Will Moore's Law doom multicore?
Jack Ganssle
3/11/2013 11:34 AM EDT
In 1974 Robert Dennard came up with a scaling theory that drew on Moore's Law to promise ever-faster microprocessors. If from one generation to the next the transistor length shrinks by a factor of about 0.7, the transistor budget doubles, speed goes up by 40%, total chip power remains the same, and a legion of other good things continues to be bestowed on the semiconductor industry.
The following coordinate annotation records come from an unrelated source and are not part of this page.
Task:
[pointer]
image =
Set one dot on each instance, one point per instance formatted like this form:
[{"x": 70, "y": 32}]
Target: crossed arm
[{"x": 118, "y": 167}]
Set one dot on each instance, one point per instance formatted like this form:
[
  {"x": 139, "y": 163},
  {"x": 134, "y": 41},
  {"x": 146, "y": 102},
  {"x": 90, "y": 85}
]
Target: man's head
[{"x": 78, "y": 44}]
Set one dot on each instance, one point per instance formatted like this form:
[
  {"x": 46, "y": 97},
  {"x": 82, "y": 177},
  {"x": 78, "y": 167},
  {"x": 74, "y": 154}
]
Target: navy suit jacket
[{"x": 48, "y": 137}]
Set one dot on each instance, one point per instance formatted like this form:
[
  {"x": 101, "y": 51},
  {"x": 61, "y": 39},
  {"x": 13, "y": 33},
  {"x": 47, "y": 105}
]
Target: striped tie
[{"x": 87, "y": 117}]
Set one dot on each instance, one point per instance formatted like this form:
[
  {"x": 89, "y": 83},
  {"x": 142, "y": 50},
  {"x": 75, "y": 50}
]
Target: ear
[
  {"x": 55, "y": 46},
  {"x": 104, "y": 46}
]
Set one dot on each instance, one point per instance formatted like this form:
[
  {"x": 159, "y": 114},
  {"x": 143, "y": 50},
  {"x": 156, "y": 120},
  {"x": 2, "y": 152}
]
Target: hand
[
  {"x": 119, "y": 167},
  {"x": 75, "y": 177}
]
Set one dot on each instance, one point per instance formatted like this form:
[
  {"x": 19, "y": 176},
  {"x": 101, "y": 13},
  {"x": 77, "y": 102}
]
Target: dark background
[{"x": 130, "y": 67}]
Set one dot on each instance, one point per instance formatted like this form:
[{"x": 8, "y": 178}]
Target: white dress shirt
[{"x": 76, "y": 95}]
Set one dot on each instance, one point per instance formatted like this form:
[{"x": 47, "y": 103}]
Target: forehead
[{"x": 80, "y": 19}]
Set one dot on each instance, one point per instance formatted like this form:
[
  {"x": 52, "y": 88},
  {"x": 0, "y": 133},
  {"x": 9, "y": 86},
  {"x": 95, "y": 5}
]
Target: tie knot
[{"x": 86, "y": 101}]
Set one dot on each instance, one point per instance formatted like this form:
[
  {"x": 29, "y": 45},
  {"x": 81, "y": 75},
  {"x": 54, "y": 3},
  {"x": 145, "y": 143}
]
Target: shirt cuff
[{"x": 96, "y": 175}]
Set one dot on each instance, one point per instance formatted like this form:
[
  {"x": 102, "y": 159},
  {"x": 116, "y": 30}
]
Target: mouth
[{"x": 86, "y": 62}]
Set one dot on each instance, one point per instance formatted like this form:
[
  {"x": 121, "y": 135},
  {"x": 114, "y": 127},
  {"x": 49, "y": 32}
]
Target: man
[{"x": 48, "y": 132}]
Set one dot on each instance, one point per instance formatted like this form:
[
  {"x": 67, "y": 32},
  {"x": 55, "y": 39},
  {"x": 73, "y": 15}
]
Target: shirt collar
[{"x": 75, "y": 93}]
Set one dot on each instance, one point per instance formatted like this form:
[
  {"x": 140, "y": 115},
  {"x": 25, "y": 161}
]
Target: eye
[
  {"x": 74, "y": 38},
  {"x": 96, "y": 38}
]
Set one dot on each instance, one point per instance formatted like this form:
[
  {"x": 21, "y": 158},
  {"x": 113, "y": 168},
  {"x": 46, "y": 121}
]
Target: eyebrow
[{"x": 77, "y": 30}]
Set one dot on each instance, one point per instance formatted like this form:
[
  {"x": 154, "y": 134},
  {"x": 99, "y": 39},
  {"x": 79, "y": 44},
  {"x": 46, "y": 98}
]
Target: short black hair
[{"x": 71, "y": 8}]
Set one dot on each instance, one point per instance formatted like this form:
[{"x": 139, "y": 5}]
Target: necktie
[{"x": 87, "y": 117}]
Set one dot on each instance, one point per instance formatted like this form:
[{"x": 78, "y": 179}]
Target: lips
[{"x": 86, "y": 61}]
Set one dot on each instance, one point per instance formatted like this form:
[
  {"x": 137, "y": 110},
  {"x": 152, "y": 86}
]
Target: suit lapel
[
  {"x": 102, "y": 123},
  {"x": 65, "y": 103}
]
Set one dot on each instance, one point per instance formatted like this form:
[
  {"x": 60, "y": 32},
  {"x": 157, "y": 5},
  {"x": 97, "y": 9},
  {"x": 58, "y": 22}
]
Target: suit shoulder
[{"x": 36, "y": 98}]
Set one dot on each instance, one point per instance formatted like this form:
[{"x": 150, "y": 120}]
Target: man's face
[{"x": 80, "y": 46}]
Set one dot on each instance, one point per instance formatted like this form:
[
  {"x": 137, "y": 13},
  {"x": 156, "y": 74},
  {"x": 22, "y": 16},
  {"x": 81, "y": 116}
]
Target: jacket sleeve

Unfortunately Dennard scaling petered out at 90 nm. Clock rates stagnated and power budgets have grown at each process node. Many traditional tricks just don't work any more. For instance, shrinking transistors meant thinner gate oxide thicknesses, but once those hit 1.2 nm (about the size of five adjacent silicon atoms), tunneling created unacceptable levels of leakage. Semiconductor engineers replaced the silicon-dioxide insulator (with a dielectric constant of 3.9) with other materials like hafnium dioxide (dielectric constant = 25), to allow for somewhat thicker insulation. Voltages had to go down, but are limited by subthreshold leakages as the transistors' threshold voltage must inevitably decline. More leakage means greater power dissipation. A lot of innovative work is being done, like the use of 3D finFETs, but the Moore's manna of yore has, to a large extent, dried up.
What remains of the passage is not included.